Tiago é sócio único da sociedade Agricultura Girassol Unipessoal Lda. Por diversas vezes, utiliza a conta bancária da empresa para pagar dívidas pessoais. Em 2021, a situação financeira da sociedade degradou-se com o acumular de dívidas a fornecedores que pretendem agora saber se para além da sociedade Agricultura Girassol também o sócio Tiago poderá ser responsabilizado pelo pagamento dessas dívidas. Quid iuris?
A desconsideração da personalidade jurídica embora não tenha consagração legal, num dispositivo concreto, ocorre quando um determinado agente usa indevidamente em benefício próprio a autonomia patrimonial da sociedade comercial para prosseguir finalidades inadmissíveis, atuando de forma abusiva e defraudando, muitas vezes, e simultaneamente a lei.

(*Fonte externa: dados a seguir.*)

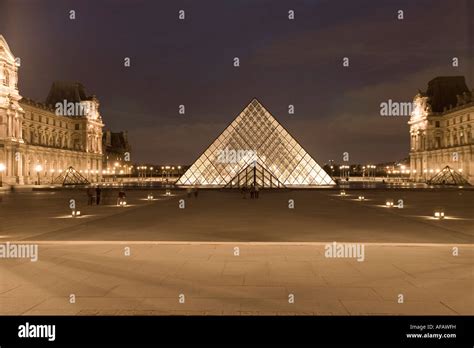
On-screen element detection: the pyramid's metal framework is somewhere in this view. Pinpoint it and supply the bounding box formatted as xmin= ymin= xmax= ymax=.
xmin=428 ymin=166 xmax=469 ymax=185
xmin=176 ymin=99 xmax=335 ymax=188
xmin=53 ymin=167 xmax=90 ymax=186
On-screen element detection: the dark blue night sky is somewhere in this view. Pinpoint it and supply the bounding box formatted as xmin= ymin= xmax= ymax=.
xmin=0 ymin=0 xmax=474 ymax=163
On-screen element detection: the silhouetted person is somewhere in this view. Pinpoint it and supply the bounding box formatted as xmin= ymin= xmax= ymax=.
xmin=95 ymin=186 xmax=102 ymax=205
xmin=117 ymin=190 xmax=127 ymax=205
xmin=86 ymin=187 xmax=94 ymax=205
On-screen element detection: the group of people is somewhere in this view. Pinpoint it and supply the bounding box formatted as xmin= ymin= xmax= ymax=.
xmin=86 ymin=186 xmax=127 ymax=205
xmin=241 ymin=185 xmax=259 ymax=199
xmin=187 ymin=188 xmax=198 ymax=198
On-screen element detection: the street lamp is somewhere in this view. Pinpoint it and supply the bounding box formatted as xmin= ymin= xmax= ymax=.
xmin=35 ymin=164 xmax=43 ymax=185
xmin=0 ymin=163 xmax=7 ymax=187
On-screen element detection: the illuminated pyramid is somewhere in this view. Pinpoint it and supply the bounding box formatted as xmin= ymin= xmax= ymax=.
xmin=428 ymin=166 xmax=469 ymax=185
xmin=176 ymin=99 xmax=335 ymax=188
xmin=53 ymin=167 xmax=90 ymax=186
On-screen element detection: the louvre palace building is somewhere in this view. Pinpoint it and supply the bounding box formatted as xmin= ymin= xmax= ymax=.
xmin=408 ymin=76 xmax=474 ymax=184
xmin=0 ymin=35 xmax=104 ymax=185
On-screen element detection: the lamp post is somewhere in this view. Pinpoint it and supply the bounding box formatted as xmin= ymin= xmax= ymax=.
xmin=0 ymin=163 xmax=7 ymax=187
xmin=35 ymin=164 xmax=43 ymax=185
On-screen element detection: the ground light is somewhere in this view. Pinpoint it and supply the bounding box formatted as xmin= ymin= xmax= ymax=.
xmin=71 ymin=210 xmax=81 ymax=217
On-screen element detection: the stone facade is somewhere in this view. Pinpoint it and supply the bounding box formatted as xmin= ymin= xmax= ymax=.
xmin=102 ymin=131 xmax=132 ymax=175
xmin=408 ymin=76 xmax=474 ymax=184
xmin=0 ymin=35 xmax=104 ymax=185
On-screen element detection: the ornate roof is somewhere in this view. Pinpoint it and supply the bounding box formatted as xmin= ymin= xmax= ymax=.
xmin=426 ymin=76 xmax=471 ymax=113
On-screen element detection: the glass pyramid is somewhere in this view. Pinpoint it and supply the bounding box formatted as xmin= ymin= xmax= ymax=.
xmin=428 ymin=166 xmax=469 ymax=185
xmin=176 ymin=99 xmax=335 ymax=188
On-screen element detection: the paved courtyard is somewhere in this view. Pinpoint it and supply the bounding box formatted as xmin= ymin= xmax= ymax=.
xmin=0 ymin=189 xmax=474 ymax=315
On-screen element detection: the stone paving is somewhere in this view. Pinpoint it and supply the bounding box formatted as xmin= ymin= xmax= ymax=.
xmin=0 ymin=190 xmax=474 ymax=315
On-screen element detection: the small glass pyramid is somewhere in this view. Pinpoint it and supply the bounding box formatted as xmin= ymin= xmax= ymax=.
xmin=176 ymin=99 xmax=335 ymax=188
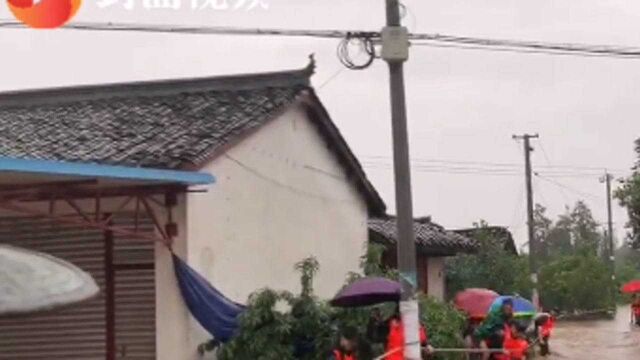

Exemplos de situações em que é visível a desconsideração da personalidade jurídica são as situações de subcapitalização, de confusão de patrimónios da sociedade e dos sócios/acionistas em prejuízo de terceiros (credores),
No entanto, o Código das Sociedades Comerciais (CSC) consagra diversos dispositivos em que está inerente o instituto da desconsideração da personalidade jurídica. Vejamos alguns exemplos:
- O artigo 84.º CSC responsabiliza a sócio único que não tenha respeitado a autonomia patrimonial da sociedade e que consequentemente tenha induzido a sociedade numa situação de falência. Nesta situação, perante uma situação de falência, sócio único responde ilimitadamente pelas dívidas da sociedade e se não tiver respeitado a lei que estabelece a separação de patrimónios.
- Artigos 58.º, n.º 1, al. b) e 58.º, n.º 3, do mesmo diploma: perante uma deliberação abusiva tomada pela maioria dos sócios em detrimento da minoria ou da própria sociedade devem os danos respetivos ser integralmente suportados pelos sócios que contribuíram para a maioria em causa. Assim, os sócios que votaram a favor responderão pessoalmente pelos danos criados.
- Artigo 270.º-F, n.º 4, CSC: impõe a mesma responsabilidade ilimitada ao sócio único que não respeite as regras estritas, plasmadas na lei, para os negócios entre sócio e sociedade.
Requisitos para aplicação do instituto da desconsideração da personalidade jurídica:
- Não existir um dispositivo legal que regule a situação em concreto: a desconsideração deve sempre ceder na presença de outro preceito, norma ou instituto que responda inteiramente ao problema, sendo de aplicação subsidiária;
- Confusão forte entre os patrimónios da sociedade e dos seus sócios;
- Reprovação da conduta do agente visível quer na criação da situação quer no aproveitamento dela;
- Ilicitude ou abuso da conduta do sócio/agente;
- A situação que está na origem de uma eventual desconsideração não pode ser inócua, ou seja, tem de determinar prejuízos na esfera de terceiros (credores, trabalhadores, Estado, a própria sociedade, entre outros);
- Não deve ser decretada de ânimo leve, mas apenas quando da sua não aplicação resultar um dano mais intenso.
Em todas as situações supra descritas, estamos perante a imposição de responsabilidade pessoal dos sócios, respondendo estes juntamente com a sociedade pelas obrigações.